Le palais de justice de L'Orignal dans l'Est ontarien est équipé, depuis ce printemps, d'un système permettant le témoignage par télévision en circuit fermé.

Un texte de Denis Babin

Il aura fallu un investissement de 142 000 $ et une période de mise en œuvre d’environ huit mois pour que ce projet devienne réalité.

L’époque où le palais de justice devait faire appel à une compagnie privée pour utiliser cette méthode est maintenant révolue.

« Dans des cas où on devait s’en servir, on s’en servait, on la louait, mais il y avait des coûts assez substantiels », raconte le procureur en chef de la Couronne au palais de justice de L’Orignal, Me Guy Simard.

Essentiellement, cette forme de télé-témoignage permet aux témoins vulnérables, notamment dans des cas de violence et d’agression sexuelle, de comparaître dans une autre pièce du palais de justice.

« On peut s’en servir avec des enfants de moins de 18 ans, avec une personne qui a une certaine déficience, qu’elle soit physique ou mentale, [ou avec] des témoins dont on doit cacher l’identité pour des raisons de sécurité publique », précise Me Simard.

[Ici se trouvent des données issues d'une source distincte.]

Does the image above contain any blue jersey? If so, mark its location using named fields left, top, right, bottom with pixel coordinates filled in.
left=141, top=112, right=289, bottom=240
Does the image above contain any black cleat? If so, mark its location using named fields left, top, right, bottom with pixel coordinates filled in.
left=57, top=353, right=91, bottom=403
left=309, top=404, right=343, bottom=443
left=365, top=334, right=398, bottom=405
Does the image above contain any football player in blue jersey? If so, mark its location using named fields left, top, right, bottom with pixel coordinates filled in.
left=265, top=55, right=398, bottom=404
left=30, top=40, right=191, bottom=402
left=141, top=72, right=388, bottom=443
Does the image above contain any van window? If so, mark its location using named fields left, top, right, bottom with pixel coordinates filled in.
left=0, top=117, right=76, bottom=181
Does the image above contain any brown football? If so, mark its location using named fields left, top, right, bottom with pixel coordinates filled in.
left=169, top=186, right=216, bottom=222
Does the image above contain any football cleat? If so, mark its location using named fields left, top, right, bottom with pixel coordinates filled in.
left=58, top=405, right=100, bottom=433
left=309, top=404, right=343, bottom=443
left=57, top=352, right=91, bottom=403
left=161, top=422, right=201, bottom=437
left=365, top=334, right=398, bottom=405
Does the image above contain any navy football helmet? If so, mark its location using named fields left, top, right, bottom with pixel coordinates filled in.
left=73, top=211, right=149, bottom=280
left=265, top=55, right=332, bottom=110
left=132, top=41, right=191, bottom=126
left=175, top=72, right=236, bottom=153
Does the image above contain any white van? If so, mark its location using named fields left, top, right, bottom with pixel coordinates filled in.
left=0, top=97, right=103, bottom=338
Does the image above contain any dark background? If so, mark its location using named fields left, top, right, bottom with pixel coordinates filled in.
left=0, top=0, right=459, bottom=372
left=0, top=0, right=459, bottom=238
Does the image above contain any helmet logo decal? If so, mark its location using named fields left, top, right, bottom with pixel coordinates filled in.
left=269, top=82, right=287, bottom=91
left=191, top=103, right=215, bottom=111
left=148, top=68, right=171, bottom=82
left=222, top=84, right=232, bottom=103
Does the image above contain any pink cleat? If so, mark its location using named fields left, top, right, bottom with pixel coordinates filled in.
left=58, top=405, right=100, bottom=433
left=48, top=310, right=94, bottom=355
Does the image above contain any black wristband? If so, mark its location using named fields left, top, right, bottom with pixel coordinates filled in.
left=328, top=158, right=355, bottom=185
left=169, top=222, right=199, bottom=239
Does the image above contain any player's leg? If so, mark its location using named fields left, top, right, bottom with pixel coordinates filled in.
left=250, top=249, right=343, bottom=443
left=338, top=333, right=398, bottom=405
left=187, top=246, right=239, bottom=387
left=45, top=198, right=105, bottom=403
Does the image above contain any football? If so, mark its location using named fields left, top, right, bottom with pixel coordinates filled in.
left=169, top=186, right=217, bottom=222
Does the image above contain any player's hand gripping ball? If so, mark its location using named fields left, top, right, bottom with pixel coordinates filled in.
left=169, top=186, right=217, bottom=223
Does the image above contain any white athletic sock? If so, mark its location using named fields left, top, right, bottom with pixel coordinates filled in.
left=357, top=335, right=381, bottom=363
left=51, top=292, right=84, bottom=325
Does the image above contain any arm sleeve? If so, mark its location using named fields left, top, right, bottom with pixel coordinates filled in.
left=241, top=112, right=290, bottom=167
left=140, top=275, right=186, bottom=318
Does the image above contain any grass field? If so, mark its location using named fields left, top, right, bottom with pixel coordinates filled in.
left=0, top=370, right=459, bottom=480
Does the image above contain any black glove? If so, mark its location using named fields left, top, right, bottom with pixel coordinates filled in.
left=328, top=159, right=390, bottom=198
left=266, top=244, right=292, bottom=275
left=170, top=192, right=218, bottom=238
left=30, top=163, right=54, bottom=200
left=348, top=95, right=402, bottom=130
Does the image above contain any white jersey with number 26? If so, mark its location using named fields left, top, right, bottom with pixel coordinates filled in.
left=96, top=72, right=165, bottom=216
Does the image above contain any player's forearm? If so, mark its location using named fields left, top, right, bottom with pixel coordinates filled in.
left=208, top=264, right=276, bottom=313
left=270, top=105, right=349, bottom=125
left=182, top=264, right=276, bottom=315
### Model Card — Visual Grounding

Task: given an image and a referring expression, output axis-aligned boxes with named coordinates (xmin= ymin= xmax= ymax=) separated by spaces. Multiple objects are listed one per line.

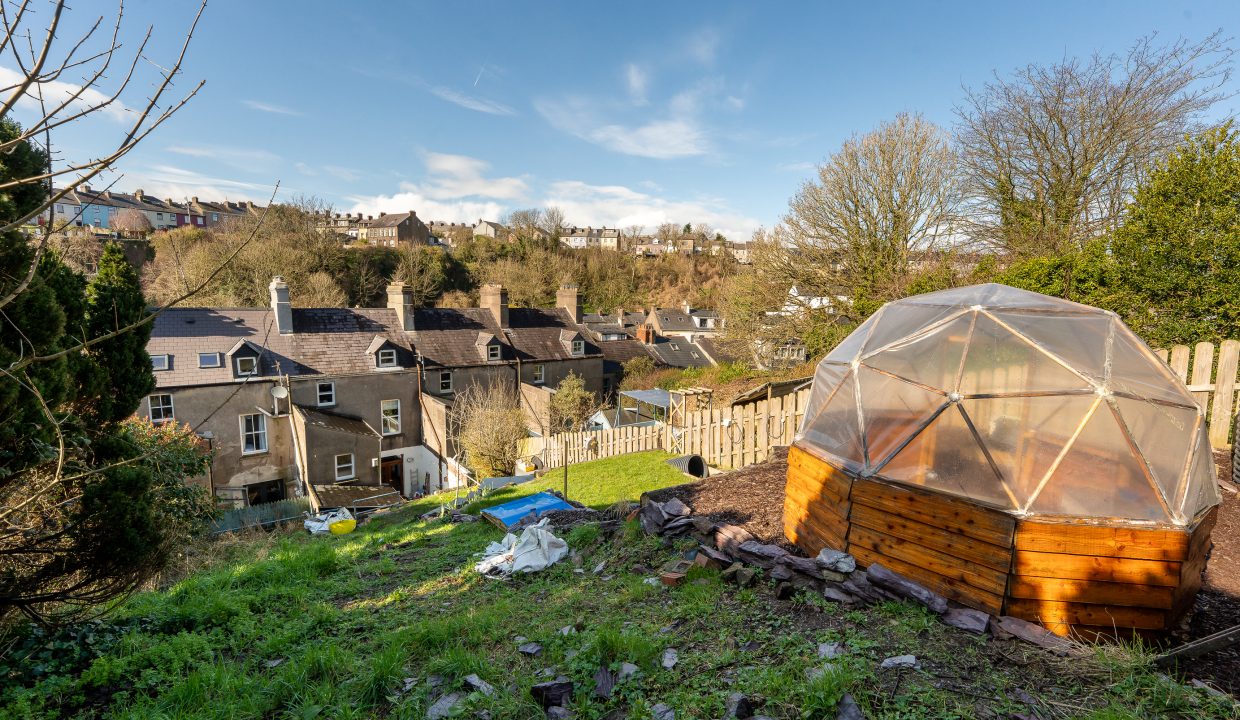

Un système audiovisuel à la fine pointe de la technologie

Selon le Code criminel, un juge peut ordonner l’utilisation du télé-témoignage « s’il est d’avis que cela est nécessaire pour obtenir du témoin un récit complet et franc des faits sur lesquels est fondée l’accusation ».

Au palais de justice de L’Orignal, une salle d’audience et une petite pièce qui lui étant adjacente ont été réaménagées et reliées par câble à un système comprenant moniteurs, micros et caméras.

Rassemblés dans la salle d’audience, le juge, les avocats de la Couronne et de la défense, de même que l’accusé et les membres du public, sont en mesure de voir et d’entendre le témoin.

De son côté, le témoin ne voit et n’entend pas l’accusé.

« Pour une fois, on va avoir des victimes […] capables de parler sans faire face à un stress qui est d’être dans la même pièce que l’accusé », conclut Me Simard.

Selon le ministère du Procureur général de l’Ontario, 158 palais de justice de la province sont équipés d’un tel système.